当寺は、室町幕府、第十三代将軍、足利義輝公(1536~1565)の長子義高(幼名:乙若丸)が出家されて覚山天誉上人となられ、丹波の国八上城城主・波多野秀治公の保護を受けて創建されたのがはじまりであります。
覚天誉上人の父君義輝公は三好長座の家臣であった松永久秀(1510~1577)の謀反により自害されました。そのとき僅か三歳だった遺児乙若丸さまは、波多野秀治の家臣喜多川嘉応にかくまわれて丹波八上城で養育され、長じては法然ゆかりの念仏道場、京都誓願寺で出家し「天誉覚山」を名乗ります。天誉覚山上人は善誉教山大和尚のもとで十数年の修学修行をおえ、ハ上城下にもどり、秀治の庇膳のもと、天正年間(1573~1593)高城山山中に誓願寺が建立されました。現在でも高城山誓願寺谷に、その遺構をたどることができます。

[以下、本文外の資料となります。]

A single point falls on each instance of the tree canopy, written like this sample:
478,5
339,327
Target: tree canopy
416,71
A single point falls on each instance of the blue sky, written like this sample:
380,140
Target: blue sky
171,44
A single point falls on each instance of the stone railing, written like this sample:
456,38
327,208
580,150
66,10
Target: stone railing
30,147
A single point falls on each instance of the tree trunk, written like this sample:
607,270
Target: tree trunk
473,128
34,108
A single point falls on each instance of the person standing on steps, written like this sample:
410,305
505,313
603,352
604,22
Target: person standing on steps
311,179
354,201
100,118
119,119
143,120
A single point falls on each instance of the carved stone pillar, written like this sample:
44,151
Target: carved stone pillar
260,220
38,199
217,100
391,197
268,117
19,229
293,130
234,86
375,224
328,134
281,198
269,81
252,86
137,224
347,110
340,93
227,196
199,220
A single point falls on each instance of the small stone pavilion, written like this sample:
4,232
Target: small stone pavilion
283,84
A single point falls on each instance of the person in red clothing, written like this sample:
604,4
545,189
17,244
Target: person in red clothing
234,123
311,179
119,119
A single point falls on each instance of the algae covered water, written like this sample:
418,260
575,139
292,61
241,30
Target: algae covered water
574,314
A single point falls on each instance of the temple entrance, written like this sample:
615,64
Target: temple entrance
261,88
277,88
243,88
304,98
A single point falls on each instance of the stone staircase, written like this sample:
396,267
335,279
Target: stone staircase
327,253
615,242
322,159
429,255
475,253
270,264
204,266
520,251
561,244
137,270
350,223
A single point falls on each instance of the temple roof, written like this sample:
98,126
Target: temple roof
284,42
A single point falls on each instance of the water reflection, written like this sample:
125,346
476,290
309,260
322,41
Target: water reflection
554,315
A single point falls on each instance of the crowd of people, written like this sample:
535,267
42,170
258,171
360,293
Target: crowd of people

浄土寺は慶長四年(1599)、篠山城築城に先だって天誉覚山上人の弟子教誉善念大徳が開山となって、浄土寺をお開きになりました。当初浄土寺は徳永村柴大夫の寺屋敷に創建され、その後十王堂山上(現在の境内背後の山)に移転し、寛文十一年(1671)に現在地に遷座したものと伝えます。
その後星霜を重ね、明和4年(1767)、文政6年(1823)と二度の火災にあうなど不幸な歴史も乗り越え、幾多の変遷をたどりながら念仏弘通の道場として現在に至っております。